Ellington composed not only miniature tone poems and suites both sacred and secular; he wrote popular songs, stage musicals and film scores, too — a thousand-plus pieces. Unlike most classical composers, he was on the road constantly, drafting in a hotel during the day what he would try out onstage at night, working up to the last minute before putting on his conductor-pianist hat. Ellington’s keen advantage over classical composers, though, was the peerless orchestra at his disposal — the big band that featured some of jazz’s singular personalities. Inspired by such players as Ben Webster and Johnny Hodges, Ellington incorporated their sounds and riffs into his works; after 1941, he often did so in partnership with composer-arranger-lyricist Strayhorn.
Along with his deep knowledge and love of both jazz and classical (making contextual references from Alban Berg to Charlie Parker), Schiff writes with a gift for the aptly evocative line, as when discussing Such Sweet Thunder: “So much for blushing white femininity, it takes two to habanera.” There are funky descriptions (“a hootch in the treble and a cootch in the bass”) and scholarly ones, such as using Schoenberg’s term for a melody composed of tone color to describe “Blue Light” as “a klangfarbenmelodie blues.”
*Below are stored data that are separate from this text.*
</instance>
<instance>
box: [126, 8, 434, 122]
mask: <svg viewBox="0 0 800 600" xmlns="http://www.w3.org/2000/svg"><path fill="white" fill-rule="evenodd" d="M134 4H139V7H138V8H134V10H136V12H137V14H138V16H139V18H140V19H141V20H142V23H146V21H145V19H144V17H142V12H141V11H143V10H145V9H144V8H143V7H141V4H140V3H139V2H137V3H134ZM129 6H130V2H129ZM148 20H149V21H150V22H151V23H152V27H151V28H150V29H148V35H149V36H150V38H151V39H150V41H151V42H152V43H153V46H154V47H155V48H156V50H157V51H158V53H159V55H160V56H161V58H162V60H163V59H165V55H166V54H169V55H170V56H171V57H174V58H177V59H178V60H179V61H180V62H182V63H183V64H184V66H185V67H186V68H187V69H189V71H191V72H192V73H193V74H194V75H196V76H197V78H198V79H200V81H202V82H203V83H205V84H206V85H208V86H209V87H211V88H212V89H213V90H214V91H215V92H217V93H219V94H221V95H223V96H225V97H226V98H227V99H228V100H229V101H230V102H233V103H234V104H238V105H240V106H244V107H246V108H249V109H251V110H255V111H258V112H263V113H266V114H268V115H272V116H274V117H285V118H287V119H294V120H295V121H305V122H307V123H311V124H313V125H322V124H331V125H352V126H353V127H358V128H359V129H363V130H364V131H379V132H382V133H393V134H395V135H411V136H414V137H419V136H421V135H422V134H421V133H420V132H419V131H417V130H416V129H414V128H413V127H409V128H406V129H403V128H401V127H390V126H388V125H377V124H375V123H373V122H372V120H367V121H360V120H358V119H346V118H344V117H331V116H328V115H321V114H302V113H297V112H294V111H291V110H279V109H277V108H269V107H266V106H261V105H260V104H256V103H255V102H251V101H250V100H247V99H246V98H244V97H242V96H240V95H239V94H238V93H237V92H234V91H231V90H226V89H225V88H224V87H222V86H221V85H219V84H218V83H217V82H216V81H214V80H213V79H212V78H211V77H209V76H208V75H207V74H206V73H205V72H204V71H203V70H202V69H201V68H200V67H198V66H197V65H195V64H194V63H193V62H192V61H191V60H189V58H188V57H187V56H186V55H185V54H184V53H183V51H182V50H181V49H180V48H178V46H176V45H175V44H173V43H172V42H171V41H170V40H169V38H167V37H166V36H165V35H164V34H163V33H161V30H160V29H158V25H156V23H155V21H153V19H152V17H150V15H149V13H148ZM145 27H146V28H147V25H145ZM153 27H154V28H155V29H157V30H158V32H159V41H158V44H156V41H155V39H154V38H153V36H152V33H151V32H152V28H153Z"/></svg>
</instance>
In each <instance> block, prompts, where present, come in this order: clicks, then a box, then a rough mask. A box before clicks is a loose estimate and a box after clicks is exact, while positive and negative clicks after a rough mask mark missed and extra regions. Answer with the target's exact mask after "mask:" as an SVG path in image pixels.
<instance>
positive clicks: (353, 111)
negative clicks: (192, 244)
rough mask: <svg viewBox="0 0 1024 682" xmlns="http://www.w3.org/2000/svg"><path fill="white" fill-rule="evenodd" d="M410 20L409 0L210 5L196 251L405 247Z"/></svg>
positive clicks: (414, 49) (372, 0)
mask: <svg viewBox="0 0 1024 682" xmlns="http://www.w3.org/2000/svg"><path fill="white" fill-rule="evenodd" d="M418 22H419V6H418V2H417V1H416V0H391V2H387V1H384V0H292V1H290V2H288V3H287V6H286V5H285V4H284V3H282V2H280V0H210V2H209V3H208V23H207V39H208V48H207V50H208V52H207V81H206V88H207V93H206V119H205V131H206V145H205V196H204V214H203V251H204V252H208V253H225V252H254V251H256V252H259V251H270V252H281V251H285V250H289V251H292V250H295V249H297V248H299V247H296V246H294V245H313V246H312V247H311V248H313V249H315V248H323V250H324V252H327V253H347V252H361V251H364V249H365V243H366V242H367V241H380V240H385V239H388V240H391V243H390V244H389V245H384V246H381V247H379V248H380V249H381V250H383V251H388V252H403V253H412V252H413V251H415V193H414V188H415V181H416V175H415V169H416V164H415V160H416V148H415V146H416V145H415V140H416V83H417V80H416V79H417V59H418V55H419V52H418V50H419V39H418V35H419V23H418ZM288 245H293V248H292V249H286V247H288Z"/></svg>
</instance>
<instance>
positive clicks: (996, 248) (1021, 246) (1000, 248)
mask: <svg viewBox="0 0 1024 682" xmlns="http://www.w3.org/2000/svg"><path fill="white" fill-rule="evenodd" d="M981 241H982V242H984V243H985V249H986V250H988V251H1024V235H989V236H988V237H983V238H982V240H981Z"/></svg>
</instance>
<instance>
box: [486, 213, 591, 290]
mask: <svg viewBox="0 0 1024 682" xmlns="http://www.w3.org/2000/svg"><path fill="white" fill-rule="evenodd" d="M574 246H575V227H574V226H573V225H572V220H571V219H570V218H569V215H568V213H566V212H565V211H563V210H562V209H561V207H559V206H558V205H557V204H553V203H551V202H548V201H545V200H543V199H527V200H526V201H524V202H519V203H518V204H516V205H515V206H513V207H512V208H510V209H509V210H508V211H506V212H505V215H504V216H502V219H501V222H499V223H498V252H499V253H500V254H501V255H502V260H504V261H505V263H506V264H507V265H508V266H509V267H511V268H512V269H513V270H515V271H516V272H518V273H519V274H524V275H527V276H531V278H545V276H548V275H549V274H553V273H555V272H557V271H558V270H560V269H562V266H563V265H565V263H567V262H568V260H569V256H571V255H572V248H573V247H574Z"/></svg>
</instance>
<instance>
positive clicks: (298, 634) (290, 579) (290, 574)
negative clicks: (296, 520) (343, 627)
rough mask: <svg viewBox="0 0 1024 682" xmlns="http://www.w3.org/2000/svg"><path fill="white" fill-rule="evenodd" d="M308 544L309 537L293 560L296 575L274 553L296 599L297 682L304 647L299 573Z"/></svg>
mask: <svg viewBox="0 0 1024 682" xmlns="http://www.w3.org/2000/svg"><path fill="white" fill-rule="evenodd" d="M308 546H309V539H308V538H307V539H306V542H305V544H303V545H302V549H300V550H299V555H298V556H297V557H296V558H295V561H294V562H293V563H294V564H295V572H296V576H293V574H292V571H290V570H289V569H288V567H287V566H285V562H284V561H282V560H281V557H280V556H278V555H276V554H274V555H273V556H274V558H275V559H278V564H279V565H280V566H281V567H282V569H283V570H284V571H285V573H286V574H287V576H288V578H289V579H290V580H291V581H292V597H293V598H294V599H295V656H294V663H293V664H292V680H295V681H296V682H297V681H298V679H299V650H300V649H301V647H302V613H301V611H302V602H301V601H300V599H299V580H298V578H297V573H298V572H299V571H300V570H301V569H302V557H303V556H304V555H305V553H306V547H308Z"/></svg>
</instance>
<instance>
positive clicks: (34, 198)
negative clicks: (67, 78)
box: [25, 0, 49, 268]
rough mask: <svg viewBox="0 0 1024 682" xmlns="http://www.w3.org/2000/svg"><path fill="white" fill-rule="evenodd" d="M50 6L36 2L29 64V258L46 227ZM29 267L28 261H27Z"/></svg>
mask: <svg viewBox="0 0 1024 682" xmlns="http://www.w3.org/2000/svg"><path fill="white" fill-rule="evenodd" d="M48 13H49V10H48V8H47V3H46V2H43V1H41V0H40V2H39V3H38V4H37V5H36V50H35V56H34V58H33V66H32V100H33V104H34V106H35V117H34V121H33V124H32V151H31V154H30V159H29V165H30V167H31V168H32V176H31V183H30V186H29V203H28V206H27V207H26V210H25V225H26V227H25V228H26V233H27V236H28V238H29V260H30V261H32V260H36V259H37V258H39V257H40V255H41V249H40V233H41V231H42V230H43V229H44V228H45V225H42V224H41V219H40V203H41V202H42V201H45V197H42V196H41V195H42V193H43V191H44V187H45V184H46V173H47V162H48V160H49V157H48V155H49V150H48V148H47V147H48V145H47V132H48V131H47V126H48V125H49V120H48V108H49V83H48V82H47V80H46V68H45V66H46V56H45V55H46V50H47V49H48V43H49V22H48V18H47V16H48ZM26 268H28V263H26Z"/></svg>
On the eve of the millennium, The New York Times commissioned a retrospective from Schiff, but blanched at his alternative view of Ravel, Bartók and Ellington as the past century’s greatest composers, preferring that he center on Stravinsky and Schoenberg or Webern and Cage. The Ellington Century, affectionate and absorbing, finally gives the Duke the royal treatment by putting him firmly in their company.